The two issues that most need resolution before the stock can reclaim a sustained upward trajectory are free cash flow and leverage. The $50 billion financing programme raised $30 billion almost immediately, which Oracle called substantially oversubscribed. But the debt sits on the balance sheet alongside the $13.18 billion negative free cash flow figure. Until the RPO backlog begins converting to revenue at a rate that generates consistent positive free cash flow, the tension between Oracle's growth story and its balance sheet will remain a persistent headwind for long-term investors.

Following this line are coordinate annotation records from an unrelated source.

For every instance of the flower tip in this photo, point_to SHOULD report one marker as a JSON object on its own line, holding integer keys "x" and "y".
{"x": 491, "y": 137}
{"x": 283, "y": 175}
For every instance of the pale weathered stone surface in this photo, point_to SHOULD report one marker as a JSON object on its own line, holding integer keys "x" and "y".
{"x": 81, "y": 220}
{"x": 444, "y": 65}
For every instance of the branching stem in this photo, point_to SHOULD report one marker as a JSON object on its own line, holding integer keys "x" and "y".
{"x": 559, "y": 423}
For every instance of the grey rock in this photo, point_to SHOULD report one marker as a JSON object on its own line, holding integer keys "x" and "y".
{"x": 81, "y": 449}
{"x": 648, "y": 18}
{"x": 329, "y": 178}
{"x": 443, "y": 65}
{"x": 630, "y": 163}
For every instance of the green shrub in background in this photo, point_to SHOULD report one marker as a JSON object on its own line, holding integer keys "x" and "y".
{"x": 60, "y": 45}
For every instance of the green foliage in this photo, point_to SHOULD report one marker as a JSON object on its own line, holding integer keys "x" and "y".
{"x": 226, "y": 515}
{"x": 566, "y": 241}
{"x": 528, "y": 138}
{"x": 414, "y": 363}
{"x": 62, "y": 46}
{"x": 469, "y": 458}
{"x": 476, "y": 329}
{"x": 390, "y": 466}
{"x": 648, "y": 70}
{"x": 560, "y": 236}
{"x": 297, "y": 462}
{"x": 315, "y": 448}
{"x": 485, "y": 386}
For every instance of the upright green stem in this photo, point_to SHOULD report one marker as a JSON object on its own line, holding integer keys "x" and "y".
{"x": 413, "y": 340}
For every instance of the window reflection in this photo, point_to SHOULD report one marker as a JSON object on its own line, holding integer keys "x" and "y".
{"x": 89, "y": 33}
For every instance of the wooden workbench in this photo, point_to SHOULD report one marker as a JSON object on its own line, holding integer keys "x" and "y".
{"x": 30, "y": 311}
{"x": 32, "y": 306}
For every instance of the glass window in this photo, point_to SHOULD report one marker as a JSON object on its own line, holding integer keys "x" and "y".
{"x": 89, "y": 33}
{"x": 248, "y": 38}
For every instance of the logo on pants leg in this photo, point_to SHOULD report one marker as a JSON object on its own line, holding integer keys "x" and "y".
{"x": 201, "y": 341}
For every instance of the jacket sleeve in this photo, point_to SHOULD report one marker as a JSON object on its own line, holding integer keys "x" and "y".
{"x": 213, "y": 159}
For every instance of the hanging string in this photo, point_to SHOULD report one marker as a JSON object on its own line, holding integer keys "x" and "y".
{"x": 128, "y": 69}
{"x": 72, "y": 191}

For now, the Q3 result has done what Oracle needed most: stabilised investor confidence. The AI demand signal embedded in the $553 billion RPO is not something Oracle's competitors can easily dismiss, and the first 20-20 quarter in 15 years gives management a credible platform to argue the cloud infrastructure investment is beginning to produce the financial results that justify it. Whether that confidence holds through Q4 will depend on whether the revenue and EPS trajectory of Q3 continues or whether the macro and competitive headwinds that produced the 23% YTD decline before earnings reassert themselves.

This article is for informational purposes only and does not constitute financial or investment advice. Past stock performance does not guarantee future results. Always conduct your own research or consult a qualified financial advisor before making investment decisions.